13. Les poursuites entamées contre Benjamin Netanyahou en 2016 et l’ouverture de son procès en mai 2020 ont un effet catalyseur sur la volonté, au sein du Likoud, de développer une réforme. La victoire de la droite nationaliste et religieuse lors des élections du 1er novembre 2022 permet, pour la première fois, d’envisager la mise en œuvre de la réforme.

14. Le député Likoud Yariv Levin, très proche de Benjamin Netanyahou, et qui avait présenté pour la première fois sa réforme du système juridique en 2011, pose comme condition à son entrée dans l’actuel gouvernement d’être nommé ministre de la Justice, avec une carte blanche pour concrétiser sa réforme.

15. Le 5 janvier 2023, Yariv Levin présente aux Israéliens la première étape de son plan de réforme du système juridique.

Quels sont les points principaux de cette réforme ?

1. Commission de nomination : cette réforme vise le remaniement profond de la Commission de nomination des juges, afin d’accorder à ses membres “politiques” (ministres et députés), une majorité automatique.

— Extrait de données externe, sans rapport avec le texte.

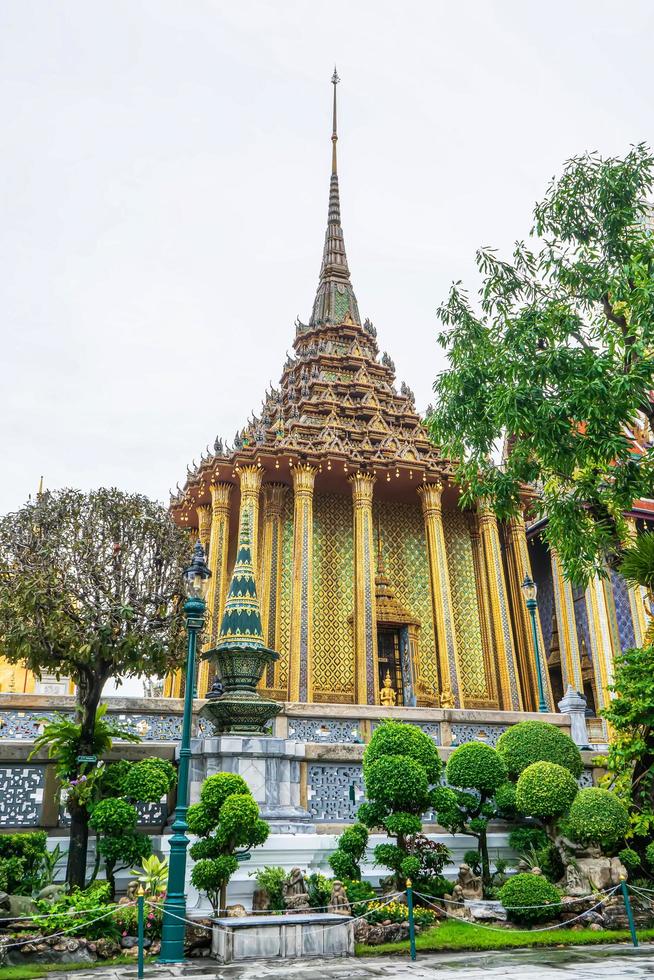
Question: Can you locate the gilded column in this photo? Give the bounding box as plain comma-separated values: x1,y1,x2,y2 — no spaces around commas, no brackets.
506,511,555,711
586,575,619,712
236,464,263,581
479,502,522,711
198,483,234,698
626,517,650,647
260,483,288,687
196,504,211,561
350,473,379,704
289,463,318,701
418,482,463,708
468,511,500,708
550,548,584,694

La commission sera formée de neuf membres : trois pour le pouvoir exécutif, trois pour le pouvoir législatif, et trois pour le pouvoir judiciaire.

C’est ainsi que des pays occidentaux et démocratiques désignent leurs “juges suprêmes”. Les candidats à la Cour Suprême devront par ailleurs être entendus par la commission des Lois de la Knesset avant que leur désignation ne soit validée. Autre point important : l’annulation du principe de “séniorité” pour le poste de président de la Cour, ainsi les présidents, qui seront désignés en fonction de leurs compétences, et pas de leur ancienneté. Enfin les juges n’auront plus le droit de veto.

2. Annulation des lois : la Cour suprême n’aura plus le droit d’amender ni même d’annuler les lois fondamentales. L’annulation ou l’amendement d’une loi par la Cour suprême ne pourra intervenir que grâce à une majorité de 80 % des juges de la Cour. La loi de contournement sera votée, et elle permettra à une majorité absolue de 61 députés de faire revoter une loi qui avait été invalidée par la Cour Suprême.

3. Clause de raisonnabilité : annulation de la clause de raisonnabilité qui permet aux juges de décider subjectivement de ce qui est jugeable et de ce qui l’est moins. Cette clause suscite un grand débat aujourd’hui en Israël.

4. Statut des conseillers juridiques du gouvernement : Yariv Levin souhaite réformer la fonction de conseiller juridique des ministères, et en faire une fonction de confiance pour chaque ministre de tutelle.

 

Depuis la publication de ce plan de réforme, les critiques fusent de toutes parts : juges, juristes, économistes et experts de la hightech dénoncent en chœur le contenu de la réforme et son ampleur. Chaque samedi soir, entre 80 et 100 000 manifestants se rassemblent à Tel Aviv pour clamer leur opposition. La dénonciation d’une possible situation apocalyptique et les menaces de guerre civile se multiplient. De son côté, la communauté internationale s’inquiète et redoute qu’Israël ne se transforme en une véritable dictature juridique. Mais face à cette levée de boucliers, Benjamin Netanyahou se veut rassurant et optimiste : “Il n’y aura pas de guerre civile. Les marches économiques sont intelligents”, a-t-il déclaré.